Not until centuries later, when the feudal economy begins to break down and intermediaries once again begin to insert themselves between producer and consumer, will that change—and that’s precisely the point, because feudal economics is what emerges in a society that has learned about the dangers of intermediation the hard way and sets out to build an economy where that doesn’t happen.
There are good reasons, in other words, why medieval European economic theory focused on the concept of the just price, which is not set by supply and demand, and why medieval European economic practice included a galaxy of carefully designed measures meant to prevent supply and demand from influencing prices, wages, or anything else.
There are equally good reasons why lending money at interest was considered a sufficiently heinous sin in the Middle Ages that Dante, in The Inferno, put lenders at the bottom of the seventh circle of hell, below mass murderers, heretics, and fallen angels.
The only sinners who go further down than lenders were the practitioners of fraud, in the eighth circle, and traitors, in the ninth: here again, this was a straightforward literary reflection of everyday reality in a society that depended on the sanctity of verbal contracts and the mutual personal obligations that structure feudal relationships.

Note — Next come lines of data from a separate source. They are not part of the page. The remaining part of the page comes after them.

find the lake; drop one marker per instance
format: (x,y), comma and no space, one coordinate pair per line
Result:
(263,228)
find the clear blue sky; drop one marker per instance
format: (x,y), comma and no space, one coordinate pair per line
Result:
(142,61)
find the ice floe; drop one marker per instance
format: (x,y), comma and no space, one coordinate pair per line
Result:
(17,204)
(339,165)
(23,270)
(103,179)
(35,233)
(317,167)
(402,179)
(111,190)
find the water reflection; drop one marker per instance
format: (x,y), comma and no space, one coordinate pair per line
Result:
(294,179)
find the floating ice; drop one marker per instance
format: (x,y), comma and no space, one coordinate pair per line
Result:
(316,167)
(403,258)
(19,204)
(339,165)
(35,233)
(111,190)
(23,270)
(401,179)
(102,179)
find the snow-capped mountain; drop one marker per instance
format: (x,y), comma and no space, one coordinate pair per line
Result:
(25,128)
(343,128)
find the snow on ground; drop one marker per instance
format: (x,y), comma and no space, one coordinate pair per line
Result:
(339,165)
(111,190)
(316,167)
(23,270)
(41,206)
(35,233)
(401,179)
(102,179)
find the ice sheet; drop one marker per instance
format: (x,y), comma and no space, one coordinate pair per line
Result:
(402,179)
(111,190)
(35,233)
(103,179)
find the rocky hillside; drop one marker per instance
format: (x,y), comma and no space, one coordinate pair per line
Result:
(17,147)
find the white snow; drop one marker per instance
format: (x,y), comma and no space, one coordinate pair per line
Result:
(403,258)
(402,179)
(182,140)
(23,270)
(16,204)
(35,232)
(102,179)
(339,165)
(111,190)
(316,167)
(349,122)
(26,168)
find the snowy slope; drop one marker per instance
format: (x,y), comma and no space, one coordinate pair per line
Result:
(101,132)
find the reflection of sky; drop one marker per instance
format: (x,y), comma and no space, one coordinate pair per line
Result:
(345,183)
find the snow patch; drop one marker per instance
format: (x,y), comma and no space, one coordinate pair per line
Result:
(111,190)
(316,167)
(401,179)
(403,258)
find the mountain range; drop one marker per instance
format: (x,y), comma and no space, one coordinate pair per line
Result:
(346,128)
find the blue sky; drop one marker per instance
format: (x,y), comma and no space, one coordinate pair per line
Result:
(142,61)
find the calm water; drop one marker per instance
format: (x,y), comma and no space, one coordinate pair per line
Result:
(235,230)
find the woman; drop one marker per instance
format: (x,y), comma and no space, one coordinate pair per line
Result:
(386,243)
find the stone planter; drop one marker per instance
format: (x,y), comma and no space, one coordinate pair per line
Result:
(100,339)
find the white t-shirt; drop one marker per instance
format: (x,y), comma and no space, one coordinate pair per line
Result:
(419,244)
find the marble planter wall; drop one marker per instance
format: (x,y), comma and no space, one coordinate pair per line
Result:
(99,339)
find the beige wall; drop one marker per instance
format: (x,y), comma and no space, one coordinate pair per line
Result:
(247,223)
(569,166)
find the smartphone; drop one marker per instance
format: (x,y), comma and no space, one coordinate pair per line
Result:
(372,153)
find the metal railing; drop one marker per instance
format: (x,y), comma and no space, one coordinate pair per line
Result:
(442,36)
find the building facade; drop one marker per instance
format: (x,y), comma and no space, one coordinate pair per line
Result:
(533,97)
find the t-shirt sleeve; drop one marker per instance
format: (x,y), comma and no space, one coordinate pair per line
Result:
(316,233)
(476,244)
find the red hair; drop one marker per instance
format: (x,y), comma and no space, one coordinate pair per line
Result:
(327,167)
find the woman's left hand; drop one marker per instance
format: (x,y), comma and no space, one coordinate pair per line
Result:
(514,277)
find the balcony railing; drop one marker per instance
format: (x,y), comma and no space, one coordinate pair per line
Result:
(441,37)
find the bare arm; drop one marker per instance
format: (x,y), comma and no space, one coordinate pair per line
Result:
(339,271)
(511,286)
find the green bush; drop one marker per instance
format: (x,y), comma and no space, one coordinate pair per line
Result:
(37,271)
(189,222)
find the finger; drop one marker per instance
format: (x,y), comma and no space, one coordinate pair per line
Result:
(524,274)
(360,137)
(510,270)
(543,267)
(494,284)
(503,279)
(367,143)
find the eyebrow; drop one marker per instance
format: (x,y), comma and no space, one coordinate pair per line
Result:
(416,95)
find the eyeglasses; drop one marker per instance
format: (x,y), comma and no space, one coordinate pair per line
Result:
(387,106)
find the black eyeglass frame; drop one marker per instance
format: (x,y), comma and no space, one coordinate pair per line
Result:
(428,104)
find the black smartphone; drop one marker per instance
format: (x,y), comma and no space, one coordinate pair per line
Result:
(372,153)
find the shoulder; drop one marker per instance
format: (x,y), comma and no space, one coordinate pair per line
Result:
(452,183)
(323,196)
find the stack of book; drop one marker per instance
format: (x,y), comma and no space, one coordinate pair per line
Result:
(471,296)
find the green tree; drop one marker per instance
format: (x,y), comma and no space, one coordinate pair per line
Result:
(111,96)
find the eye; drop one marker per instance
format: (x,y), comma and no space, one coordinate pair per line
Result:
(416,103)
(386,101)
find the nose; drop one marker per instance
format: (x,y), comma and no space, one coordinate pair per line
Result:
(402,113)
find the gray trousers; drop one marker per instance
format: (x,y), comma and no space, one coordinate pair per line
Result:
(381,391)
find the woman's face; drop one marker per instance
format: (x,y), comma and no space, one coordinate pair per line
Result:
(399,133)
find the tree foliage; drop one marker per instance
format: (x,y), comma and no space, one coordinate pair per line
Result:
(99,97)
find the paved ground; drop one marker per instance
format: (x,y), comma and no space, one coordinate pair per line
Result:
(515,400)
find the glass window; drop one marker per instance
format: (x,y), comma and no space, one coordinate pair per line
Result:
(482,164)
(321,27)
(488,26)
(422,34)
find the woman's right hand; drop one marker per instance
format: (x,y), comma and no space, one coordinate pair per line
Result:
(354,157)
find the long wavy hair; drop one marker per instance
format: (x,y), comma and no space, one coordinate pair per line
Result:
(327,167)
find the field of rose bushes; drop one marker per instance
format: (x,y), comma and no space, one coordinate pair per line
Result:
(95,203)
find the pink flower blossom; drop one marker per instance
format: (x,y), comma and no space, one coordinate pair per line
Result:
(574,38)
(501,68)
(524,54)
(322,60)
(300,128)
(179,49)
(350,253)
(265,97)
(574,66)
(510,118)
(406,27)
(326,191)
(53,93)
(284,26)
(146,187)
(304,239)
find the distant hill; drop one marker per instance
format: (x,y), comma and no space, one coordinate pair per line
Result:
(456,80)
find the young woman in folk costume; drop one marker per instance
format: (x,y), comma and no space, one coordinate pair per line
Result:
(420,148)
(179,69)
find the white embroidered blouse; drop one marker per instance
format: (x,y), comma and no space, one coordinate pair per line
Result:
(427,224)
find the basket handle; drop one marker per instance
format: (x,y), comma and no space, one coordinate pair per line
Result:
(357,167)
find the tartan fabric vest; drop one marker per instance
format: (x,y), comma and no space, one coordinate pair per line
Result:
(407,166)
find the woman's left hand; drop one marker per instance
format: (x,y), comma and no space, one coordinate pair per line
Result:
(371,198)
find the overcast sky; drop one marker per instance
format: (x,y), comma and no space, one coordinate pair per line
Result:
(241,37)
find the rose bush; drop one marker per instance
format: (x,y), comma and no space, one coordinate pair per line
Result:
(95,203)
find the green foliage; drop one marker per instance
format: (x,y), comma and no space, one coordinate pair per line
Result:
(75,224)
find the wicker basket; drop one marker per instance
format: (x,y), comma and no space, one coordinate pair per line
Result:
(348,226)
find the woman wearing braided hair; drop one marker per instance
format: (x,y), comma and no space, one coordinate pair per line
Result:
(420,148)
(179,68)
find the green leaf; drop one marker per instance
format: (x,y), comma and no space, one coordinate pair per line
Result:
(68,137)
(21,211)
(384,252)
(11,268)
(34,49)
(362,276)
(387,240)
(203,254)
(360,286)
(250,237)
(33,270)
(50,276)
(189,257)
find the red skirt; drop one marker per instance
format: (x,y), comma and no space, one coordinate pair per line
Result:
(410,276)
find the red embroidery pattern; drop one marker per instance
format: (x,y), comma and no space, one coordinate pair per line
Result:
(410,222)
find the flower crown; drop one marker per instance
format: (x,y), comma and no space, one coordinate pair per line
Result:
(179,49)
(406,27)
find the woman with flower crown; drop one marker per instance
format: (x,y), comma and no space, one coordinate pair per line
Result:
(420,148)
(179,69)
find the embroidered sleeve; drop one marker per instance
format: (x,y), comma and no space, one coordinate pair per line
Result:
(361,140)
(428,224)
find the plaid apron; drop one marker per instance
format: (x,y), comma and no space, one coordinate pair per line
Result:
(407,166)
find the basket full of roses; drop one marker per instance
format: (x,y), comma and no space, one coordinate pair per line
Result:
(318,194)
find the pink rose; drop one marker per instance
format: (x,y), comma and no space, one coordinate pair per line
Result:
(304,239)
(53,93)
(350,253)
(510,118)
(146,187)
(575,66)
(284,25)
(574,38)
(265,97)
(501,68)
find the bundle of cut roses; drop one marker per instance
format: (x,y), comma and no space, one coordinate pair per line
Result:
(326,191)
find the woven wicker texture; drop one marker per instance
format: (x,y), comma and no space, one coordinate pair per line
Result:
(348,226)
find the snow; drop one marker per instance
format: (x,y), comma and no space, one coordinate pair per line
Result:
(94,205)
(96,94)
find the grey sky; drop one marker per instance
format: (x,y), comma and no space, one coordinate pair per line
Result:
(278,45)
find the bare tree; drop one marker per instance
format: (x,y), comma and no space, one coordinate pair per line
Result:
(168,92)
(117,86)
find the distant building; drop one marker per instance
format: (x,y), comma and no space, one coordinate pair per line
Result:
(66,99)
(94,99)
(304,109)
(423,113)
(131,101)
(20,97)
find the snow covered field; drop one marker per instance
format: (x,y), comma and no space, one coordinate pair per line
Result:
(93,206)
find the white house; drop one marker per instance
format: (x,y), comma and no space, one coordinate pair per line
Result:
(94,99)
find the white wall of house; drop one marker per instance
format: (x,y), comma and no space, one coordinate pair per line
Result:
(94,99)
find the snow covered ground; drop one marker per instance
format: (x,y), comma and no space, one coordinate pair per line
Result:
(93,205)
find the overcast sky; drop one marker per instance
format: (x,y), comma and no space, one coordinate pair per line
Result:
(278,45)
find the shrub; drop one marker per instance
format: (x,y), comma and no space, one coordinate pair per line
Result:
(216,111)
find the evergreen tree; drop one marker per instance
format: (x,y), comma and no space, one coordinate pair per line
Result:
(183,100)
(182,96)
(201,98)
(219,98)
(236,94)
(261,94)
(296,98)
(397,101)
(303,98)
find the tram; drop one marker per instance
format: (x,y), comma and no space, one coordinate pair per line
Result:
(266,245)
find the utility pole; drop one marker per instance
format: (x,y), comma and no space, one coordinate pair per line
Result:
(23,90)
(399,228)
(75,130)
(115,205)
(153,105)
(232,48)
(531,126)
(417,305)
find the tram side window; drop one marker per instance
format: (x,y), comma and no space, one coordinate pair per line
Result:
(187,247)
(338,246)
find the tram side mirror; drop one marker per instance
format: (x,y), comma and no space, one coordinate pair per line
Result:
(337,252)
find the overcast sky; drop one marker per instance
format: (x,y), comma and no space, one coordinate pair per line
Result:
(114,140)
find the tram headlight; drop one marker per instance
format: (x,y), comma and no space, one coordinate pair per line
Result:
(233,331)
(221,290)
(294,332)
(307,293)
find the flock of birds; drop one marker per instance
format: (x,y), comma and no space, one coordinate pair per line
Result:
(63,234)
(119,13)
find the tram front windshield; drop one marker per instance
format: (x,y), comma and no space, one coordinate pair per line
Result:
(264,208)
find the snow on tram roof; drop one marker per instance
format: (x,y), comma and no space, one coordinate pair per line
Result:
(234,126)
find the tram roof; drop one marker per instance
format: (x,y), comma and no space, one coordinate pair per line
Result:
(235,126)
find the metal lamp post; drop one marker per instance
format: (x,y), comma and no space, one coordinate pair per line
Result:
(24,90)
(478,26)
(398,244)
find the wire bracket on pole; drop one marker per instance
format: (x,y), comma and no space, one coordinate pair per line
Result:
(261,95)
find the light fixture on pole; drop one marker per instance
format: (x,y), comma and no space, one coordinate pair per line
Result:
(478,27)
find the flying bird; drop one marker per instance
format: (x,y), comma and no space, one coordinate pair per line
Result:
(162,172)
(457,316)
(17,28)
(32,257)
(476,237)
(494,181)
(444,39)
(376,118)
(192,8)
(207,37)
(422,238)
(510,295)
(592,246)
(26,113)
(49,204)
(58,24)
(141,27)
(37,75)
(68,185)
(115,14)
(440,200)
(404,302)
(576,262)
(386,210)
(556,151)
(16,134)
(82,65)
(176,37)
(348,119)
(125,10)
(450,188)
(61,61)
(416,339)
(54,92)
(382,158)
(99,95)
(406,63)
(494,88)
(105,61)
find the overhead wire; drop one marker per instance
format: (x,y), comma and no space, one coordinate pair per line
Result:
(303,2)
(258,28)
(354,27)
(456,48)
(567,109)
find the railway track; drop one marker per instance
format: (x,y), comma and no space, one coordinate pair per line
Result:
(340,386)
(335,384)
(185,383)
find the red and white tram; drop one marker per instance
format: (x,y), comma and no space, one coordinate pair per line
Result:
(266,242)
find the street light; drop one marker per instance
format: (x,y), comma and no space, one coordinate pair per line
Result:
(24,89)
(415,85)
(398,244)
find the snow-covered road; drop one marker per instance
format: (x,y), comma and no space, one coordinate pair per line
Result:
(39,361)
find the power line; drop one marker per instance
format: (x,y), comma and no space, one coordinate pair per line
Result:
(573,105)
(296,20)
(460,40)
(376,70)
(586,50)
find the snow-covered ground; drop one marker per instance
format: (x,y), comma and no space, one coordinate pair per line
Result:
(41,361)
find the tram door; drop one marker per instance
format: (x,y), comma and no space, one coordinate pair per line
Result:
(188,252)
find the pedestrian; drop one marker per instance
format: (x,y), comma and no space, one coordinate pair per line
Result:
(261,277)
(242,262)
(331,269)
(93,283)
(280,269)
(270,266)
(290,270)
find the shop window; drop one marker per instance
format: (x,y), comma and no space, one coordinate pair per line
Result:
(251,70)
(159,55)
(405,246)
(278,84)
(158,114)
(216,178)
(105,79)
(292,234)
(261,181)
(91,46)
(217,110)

(It’s probably necessary at this point to note that yes, I’m quite aware that European feudalism had its downsides—that it was rigidly caste-bound, brutally violent, and generally unjust. So is the system under which you live, dear reader, and it’s worth noting that the average medieval peasant worked fewer hours and had more days off than you do.
Medieval societies also valued stability or, as today’s economists like to call it, stagnation, rather than economic growth and technological progress; whether that’s a good thing or not probably ought to be left to be decided in the far future, when the long-term consequences of our system can be judged against the long-term consequences of Higg’s.)
A fully developed feudal system takes several centuries to emerge. The first stirrings of one, however, begin to take shape as soon as people in a declining civilization start to realize that the economic system under which they live is stacked against them, and benefits, at their expense, whatever class of parasitic intermediaries their society happens to have spawned. That’s when people begin looking for ways to meet their own economic needs outside the existing system, and certain things reliably follow.
The replacement of temporary economic transactions with enduring personal relationships is one of these; so is the primacy of farmland and other productive property to the economic system—this is why land and the like are still referred to legally as “real property,” as though all other forms of property are somehow unreal; in a feudal economy, that’s more or less the case.
A third consequence of the shift of economic activity away from the institutions and forms of a failing civilization has already been mentioned: the abandonment of money as an abstract intermediary in economic activity.